Heritage Recipe Slam

Heritage Recipe Slam at Old Salt Marketplace – October 25

On October 25, Old Salt Marketplace will host the Eco-Gastronomy Project’s first-ever “Heritage Recipe Slam.” The event comprises a mash-up of spoken word, gastronomic culture, and artistic expression. As members of the public recount traditional familial recipes, one cook and one painter will draw inspiration to carry out their own improvisational performances using selected ‘ingredients’ (food and latex paint, respectively).

The event is part of the Eco-Gastronomy Project, which is a research/knowledge-exchange project directed by David Szanto for the University of Gastronomic Sciences (UNISG) in Italy. The Project is on an international tour that will visit 14 countries around the world from 2015-2017. They will host workshops, lectures and panel discussions, food-making and eating experiences with local collaborators to build an international network of food visionaries, building innovation, resilience, and justice into global food systems.
Eco Gastronomy Project
At Tuesday night’s Recipe Slam, recipe tellers will be giving a short, narrative-style account of a family or heritage recipe from their own world. They will also bring their dish for people to taste. Their narratives will serve as the inspiration for chefs Ben Meyer of Old Salt Marketplace and Kusuma Rao of Ruchikala to riff on, and make some additional dishes that emerge for them in real-time. The narratives will also serve to inspire artist Ursula Barton’s painted foodscape. Wine is provided by Brooks Winery.

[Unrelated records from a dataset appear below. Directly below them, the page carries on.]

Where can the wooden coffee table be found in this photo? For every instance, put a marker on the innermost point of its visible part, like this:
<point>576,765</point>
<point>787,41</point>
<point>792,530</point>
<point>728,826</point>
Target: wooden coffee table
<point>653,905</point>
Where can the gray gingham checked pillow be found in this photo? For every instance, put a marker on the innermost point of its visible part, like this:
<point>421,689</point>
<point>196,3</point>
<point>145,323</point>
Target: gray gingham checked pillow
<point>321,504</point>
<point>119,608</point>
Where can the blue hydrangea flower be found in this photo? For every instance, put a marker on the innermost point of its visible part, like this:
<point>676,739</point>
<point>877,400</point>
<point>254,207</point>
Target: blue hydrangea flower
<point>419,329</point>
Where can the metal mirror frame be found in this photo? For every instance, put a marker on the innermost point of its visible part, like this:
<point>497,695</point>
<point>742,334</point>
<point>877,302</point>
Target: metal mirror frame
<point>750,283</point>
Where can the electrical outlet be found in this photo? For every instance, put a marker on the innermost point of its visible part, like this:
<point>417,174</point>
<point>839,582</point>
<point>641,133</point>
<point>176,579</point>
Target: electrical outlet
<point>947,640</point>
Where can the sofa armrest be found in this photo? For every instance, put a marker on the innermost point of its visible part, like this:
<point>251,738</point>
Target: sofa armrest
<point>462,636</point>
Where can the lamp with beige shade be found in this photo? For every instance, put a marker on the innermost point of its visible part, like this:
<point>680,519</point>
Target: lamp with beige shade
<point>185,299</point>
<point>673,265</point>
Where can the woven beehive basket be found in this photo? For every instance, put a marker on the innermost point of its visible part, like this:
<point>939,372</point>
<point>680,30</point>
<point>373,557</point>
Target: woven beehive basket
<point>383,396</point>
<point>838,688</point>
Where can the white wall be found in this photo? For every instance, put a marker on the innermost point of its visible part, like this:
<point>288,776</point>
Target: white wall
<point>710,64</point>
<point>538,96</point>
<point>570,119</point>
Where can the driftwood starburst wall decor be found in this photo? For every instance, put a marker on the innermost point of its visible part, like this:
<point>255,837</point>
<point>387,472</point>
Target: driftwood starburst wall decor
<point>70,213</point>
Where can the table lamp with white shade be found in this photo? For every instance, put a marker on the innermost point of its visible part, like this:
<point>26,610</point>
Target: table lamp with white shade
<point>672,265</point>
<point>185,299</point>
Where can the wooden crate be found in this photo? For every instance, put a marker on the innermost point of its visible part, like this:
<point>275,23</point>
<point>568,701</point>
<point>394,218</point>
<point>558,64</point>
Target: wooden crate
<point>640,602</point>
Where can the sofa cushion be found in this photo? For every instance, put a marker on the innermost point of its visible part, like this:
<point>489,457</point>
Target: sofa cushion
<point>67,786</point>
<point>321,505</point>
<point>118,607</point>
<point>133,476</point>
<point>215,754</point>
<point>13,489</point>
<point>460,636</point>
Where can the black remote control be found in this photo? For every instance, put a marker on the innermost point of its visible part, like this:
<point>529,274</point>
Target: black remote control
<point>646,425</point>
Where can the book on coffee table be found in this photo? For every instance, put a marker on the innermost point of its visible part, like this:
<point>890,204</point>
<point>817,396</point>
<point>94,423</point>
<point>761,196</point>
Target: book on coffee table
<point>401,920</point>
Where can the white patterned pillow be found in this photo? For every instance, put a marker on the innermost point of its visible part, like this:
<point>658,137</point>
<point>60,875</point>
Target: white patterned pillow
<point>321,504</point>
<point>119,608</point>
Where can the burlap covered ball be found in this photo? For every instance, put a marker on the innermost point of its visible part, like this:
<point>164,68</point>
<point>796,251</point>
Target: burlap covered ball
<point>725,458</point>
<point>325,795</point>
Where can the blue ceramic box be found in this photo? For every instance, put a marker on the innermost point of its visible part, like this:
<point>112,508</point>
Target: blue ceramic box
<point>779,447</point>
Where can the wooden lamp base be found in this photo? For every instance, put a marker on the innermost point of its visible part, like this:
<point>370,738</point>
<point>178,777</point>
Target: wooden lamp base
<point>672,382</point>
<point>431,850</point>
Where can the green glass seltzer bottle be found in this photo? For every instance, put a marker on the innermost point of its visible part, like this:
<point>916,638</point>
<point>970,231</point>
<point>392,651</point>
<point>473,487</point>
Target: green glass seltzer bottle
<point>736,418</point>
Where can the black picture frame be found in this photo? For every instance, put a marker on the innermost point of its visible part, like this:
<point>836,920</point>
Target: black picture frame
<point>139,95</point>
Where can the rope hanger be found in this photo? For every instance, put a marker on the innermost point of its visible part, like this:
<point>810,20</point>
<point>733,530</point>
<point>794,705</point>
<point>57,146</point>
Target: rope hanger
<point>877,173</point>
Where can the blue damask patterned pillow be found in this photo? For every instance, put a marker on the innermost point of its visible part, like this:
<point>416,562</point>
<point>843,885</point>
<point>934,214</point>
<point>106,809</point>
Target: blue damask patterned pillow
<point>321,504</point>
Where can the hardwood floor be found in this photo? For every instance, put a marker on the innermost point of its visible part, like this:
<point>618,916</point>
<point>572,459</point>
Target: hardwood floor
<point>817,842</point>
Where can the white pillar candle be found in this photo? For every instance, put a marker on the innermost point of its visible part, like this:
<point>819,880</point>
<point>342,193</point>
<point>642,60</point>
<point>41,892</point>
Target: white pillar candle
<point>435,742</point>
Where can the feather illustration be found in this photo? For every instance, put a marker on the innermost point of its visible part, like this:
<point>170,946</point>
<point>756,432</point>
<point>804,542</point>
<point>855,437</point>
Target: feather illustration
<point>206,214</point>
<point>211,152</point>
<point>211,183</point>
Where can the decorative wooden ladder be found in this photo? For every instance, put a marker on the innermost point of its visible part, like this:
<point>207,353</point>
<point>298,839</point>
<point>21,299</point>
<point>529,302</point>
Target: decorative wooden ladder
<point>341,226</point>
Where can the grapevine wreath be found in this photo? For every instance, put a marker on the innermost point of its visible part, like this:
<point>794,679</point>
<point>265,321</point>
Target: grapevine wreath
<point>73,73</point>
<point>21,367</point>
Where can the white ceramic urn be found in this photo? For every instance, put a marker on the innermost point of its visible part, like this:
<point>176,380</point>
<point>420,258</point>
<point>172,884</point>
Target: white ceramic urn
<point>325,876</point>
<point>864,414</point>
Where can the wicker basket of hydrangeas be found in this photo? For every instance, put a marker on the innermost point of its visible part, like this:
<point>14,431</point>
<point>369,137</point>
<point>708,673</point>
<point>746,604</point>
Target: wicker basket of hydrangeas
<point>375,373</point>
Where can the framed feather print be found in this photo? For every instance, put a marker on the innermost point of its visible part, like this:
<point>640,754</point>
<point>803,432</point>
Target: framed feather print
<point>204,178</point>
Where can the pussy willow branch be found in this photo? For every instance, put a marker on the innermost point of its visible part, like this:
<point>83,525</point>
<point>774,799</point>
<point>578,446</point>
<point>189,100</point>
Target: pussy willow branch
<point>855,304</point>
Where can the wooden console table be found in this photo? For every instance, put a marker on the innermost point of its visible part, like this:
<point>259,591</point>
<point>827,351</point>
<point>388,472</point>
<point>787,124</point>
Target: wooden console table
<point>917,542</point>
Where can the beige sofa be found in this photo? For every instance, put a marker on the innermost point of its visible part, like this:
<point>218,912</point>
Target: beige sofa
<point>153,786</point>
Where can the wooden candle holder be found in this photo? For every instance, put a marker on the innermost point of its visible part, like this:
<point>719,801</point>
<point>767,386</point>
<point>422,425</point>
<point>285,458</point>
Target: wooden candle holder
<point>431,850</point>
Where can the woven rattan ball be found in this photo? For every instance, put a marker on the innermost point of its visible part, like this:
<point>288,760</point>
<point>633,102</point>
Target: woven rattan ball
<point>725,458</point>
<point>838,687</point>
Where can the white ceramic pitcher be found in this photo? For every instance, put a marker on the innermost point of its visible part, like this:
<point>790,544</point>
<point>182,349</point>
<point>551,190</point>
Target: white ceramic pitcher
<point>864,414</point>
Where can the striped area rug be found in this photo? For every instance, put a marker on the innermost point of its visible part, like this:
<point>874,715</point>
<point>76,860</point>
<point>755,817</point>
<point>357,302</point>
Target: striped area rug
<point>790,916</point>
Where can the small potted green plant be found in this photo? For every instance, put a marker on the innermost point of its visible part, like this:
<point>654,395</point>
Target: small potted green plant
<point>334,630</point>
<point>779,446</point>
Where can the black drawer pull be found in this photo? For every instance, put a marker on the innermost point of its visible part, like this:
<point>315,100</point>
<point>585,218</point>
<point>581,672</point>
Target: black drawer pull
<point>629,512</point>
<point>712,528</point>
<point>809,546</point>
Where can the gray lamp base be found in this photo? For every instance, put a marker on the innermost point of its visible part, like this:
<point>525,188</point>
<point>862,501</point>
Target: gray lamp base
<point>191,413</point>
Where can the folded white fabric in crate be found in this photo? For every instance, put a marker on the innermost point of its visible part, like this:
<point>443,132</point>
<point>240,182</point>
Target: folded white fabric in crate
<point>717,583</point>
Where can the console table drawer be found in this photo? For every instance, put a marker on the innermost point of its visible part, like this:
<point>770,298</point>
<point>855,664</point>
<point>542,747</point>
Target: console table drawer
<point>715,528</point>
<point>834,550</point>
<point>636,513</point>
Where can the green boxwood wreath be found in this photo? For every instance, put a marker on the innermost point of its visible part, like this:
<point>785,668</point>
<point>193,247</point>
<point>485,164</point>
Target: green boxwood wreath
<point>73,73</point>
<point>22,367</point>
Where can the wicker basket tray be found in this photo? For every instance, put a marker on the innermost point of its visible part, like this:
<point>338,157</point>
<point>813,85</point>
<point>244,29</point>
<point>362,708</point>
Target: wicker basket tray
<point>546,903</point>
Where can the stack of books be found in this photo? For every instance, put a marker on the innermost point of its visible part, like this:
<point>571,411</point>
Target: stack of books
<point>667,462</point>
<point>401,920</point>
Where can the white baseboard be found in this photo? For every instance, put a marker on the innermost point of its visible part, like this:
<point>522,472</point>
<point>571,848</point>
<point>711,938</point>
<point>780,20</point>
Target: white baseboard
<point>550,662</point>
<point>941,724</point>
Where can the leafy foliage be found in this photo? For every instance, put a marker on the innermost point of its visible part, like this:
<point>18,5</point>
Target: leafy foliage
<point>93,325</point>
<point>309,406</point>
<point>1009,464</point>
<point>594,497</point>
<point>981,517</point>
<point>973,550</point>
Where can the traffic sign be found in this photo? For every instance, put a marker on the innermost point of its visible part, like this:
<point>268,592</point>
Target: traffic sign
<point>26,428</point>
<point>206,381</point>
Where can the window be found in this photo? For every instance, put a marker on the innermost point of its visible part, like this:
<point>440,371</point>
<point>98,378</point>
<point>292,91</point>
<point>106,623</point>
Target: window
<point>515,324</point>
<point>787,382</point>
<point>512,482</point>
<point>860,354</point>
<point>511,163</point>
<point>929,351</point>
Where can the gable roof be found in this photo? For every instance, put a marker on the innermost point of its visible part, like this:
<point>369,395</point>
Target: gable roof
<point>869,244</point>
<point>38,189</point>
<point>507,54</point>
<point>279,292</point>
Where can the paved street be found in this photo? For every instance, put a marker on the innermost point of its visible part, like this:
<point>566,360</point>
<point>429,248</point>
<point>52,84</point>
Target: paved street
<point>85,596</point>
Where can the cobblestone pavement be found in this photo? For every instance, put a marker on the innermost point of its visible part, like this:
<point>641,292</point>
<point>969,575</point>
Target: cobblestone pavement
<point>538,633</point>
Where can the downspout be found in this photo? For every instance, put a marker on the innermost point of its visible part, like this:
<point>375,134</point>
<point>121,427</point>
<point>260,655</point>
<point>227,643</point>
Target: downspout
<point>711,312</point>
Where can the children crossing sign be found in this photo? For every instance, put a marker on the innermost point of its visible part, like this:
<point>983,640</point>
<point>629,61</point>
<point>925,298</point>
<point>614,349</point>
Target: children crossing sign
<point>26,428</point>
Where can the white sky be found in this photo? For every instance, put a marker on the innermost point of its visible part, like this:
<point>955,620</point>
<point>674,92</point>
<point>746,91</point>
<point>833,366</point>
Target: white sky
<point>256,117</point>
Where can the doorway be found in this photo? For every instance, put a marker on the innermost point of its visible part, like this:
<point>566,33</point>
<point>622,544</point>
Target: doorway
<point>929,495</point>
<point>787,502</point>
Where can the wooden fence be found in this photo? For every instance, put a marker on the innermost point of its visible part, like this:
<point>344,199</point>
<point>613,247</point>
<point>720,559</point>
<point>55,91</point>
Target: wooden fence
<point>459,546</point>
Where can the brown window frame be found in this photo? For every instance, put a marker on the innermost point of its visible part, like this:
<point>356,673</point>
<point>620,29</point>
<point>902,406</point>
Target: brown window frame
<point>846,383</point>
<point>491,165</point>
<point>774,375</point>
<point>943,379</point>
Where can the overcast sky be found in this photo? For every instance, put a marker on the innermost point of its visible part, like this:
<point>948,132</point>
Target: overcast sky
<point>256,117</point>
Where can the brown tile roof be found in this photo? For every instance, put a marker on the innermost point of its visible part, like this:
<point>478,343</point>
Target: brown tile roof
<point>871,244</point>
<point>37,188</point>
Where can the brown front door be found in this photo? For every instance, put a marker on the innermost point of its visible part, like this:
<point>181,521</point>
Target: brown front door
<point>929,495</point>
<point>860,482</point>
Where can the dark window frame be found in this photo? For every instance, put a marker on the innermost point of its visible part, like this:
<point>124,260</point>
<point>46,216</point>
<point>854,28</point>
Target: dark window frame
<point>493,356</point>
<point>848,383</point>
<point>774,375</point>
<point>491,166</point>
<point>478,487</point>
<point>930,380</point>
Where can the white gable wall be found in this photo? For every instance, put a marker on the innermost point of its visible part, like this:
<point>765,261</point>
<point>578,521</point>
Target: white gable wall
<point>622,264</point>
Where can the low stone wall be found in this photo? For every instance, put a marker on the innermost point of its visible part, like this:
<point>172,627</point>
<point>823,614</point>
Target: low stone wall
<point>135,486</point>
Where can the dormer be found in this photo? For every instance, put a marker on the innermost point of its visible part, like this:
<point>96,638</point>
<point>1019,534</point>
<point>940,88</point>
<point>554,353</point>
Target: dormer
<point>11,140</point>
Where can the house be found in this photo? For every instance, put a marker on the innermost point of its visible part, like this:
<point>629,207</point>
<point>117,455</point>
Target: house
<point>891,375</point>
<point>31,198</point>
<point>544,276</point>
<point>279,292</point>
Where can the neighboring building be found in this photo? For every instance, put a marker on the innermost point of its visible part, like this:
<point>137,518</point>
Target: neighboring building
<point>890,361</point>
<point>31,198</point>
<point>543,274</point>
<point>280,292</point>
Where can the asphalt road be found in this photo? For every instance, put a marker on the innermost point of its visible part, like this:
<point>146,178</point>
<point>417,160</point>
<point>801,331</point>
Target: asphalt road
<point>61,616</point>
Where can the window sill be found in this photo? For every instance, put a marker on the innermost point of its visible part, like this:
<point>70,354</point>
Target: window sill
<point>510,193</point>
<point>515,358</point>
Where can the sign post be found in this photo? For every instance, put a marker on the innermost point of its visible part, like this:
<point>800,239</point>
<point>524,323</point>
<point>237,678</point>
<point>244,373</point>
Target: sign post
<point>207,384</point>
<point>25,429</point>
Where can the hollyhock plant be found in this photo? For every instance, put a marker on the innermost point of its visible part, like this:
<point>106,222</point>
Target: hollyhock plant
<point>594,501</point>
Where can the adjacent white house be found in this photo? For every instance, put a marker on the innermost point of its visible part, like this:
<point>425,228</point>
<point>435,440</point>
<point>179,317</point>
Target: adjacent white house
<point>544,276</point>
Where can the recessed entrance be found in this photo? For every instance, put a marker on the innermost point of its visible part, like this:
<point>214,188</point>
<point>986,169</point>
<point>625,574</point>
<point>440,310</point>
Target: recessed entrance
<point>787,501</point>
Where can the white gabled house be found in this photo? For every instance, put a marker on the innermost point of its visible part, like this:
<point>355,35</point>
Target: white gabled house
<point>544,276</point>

“We conceived this event as a way to activate the idea of Eco-Gastronomy in Portland, a place that is creative and innovative and cool in many more ways that you know better than me. The point is to show how food (and recipes, cooking, dishes) connects all sorts of kinds of creation–verbal, material, visual, gestural. Not too complicated, but we forget sometimes, how central food is in making… well, humanity.”
– David Szanto, UNISG, Italy


Attend the Heritage Recipe Slam

When: Tuesday, October 25; 6:00 – 9:30 pm
Where: Old Salt Marketplace, 5027 NE 42nd Ave, Portland
Tickets: $5 admission, register by emailing David Szanto at [email protected]@it

Q&A with Evan Gregoire and Kusuma Rao

We asked a couple of the Recipe Slam participants about the upcoming event. Evan Gregoire is a farmer, owner of Portland Seedhouse and one of the recipe tellers. Kusuma Rao of Ruchikala is a local chef and will be working with Ben Meyer of Old Salt to create dishes inspired by the recipe tellers.

Let Um Eat: What entices you about the Recipe Slam?

Evan Gregoire: Food is culture. Anyway I can participate in bringing more culture in Portland is really what enticed me to want to be a part of the event. A friend suggested I should be a recipe teller for the slam as my travels have brought me all over the world to taste some dynamic meals and products from far away regions.

Let Um Eat: Do you know what recipe you’re planning on slamming? Why did you pick that recipe?

Evan Gregoire: The recipe I chose was one that I feel very connected with personally. I’m creating my own Heritage and culture with the food I grow in Oregon, and the tromboncino squash has been a mainstay for years in my house and farm. After my 2014 trip to Italy, I brought back a family squash jam recipe that has been passed down for generations there. An Italian Farmer friend woke me up in the morning with this prize on some toast. The color and flavors were spot on. I know this is a family treasure that needs to be shared with many others.

Let Um Eat: What entices you about the Recipe Slam?

Kusuma Rao: For the past 7 years or so I’ve been doing an Indian fusion popup that relies heavily on storytelling. I’ve always worked by myself and prep every course in solitude, so each course feels very personal.

Food can be so intimate and touch people so deeply. Everyone’s relationship with it is so different. It’s really reflects a lot of our inner landscape, our upbringing, our desires, our curiosities. I am forever fascinated in the multitude of experiences surrounding eating, but because I am always telling the stories, I rarely get to hear those moments of connection around food from other people, what drives other people to a particular dish or recipe. The recipe slam sounds like an amazing opportunity to challenge my natural inclination towards introversion and get a window into intimate culinary relationships of complete and total strangers.

Let Um Eat: So it sounds like you’re going to be “riffing on” the narratives from the recipe tellers and creating dishes to supplement theirs. How does one prepare for an event like this?

Kusuma Rao: Good Question! Do you have any advice for me? It’s scary thing. I think I will just probably bring my knives, masala dabba and curry leaves from my tree back home as some kind of security blanket. It’s an exercise in letting go of the outcome, putting the perfectionist tendencies on hold and staying present throughout the experience.